Forum Moderators: open

Message Too Old, No Replies

Confused about Encoding

kfegarty

6:17 pm on Jun 30, 2005 (gmt 0)

I am coding our xml file and I am confused when I look at others - some I see the first line as encoding="iso-8859-1"?

others
encoding="windows-1252"?

encoding="UTF-8"?

What should I use? What is the difference?

choster

6:19 pm on Jul 5, 2005 (gmt 0)

Welcome to WebmasterWorld!

Computers don't see text as shapes, they see numeric codes. A character set is a table which translates between the codes and shapes. The same code used to generate the letter "a" in one character set might be used to display a hiragana "shu" (or a Braille sequence, or a bullet, or an ancient Mycenean Linear B footstool ideogram) on another. This is why, for instance, "smart quotes" on older Mac programs rendered as funny accent marks in Windows programs, and vice versa-- they used different character sets.

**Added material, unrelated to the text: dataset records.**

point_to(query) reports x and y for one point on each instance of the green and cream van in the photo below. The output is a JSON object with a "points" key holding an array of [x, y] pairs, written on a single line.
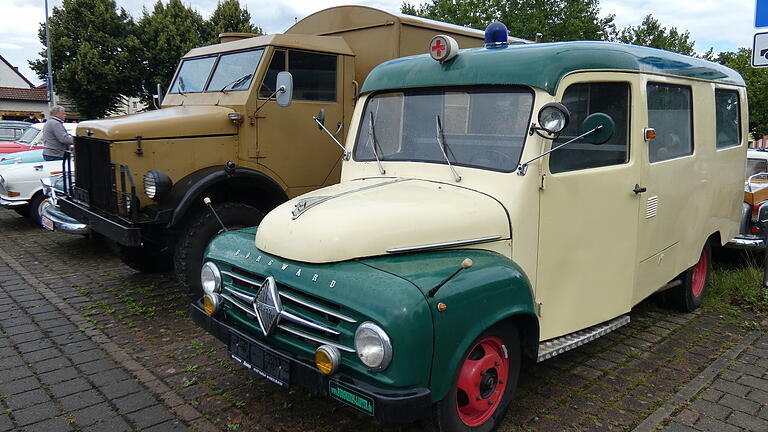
{"points": [[499, 204]]}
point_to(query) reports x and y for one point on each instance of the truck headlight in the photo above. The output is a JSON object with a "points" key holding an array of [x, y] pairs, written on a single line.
{"points": [[156, 184], [373, 346], [210, 277]]}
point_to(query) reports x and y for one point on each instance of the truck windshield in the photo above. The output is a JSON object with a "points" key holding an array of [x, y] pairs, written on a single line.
{"points": [[481, 127], [233, 71]]}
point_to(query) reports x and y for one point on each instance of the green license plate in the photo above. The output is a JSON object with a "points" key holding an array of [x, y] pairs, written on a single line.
{"points": [[350, 397]]}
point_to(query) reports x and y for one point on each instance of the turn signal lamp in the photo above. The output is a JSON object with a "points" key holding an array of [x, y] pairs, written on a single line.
{"points": [[327, 359]]}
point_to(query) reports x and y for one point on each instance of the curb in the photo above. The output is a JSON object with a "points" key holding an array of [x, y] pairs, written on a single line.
{"points": [[169, 397]]}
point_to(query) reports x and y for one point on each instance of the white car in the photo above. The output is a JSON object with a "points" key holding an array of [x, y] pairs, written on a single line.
{"points": [[21, 189]]}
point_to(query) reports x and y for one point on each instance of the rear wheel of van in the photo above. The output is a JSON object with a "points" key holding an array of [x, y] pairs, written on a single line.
{"points": [[199, 231], [688, 296], [483, 385]]}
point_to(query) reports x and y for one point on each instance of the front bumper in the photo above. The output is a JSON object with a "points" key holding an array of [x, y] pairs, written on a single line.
{"points": [[62, 222], [743, 241], [389, 405], [126, 235]]}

Unicode (http://www.unicode.org/ ) as its name implies is a project to create a universal set containing all the letters, numbers, punctuation marks, and so on for all the major alphabets of the world. UTF-8 is a standard set of Unicode characters essentially combining dozens of existing character sets into one. According to the specification, all XML processors must support UTF-8 (and UTF-16) at a minimum.

ISO-8859-1, also known as Latin-1, is a character set containing characters used by Western European languages (inc. English, French, Spanish, German). It predates UTF-8 but nowadays can be considered a subset of it.

Windows-1252 is a proprietary character set for Western European languages created by Microsoft and widely used in Windows applications.

kfegarty

6:53 pm on Jul 5, 2005 (gmt 0)

Thanks for the clarification. Is one better to use than the other? Or does it really matter to the RSS readers and agregators?

choster

8:43 pm on Jul 5, 2005 (gmt 0)

UTF-8 is the "lowest common denominator" for XML 1.0 processors-- and probably what you have to begin with. I'd stick with it unless you have a compelling reason to do so otherwise.

That said, you should label your data according to the form it actually takes. If your content is encoded as Windows-1252 (for instance, because it was generated in Microsoft Word), you can't just change the label so to speak and call it UTF-8; the characters will display improperly or not at all.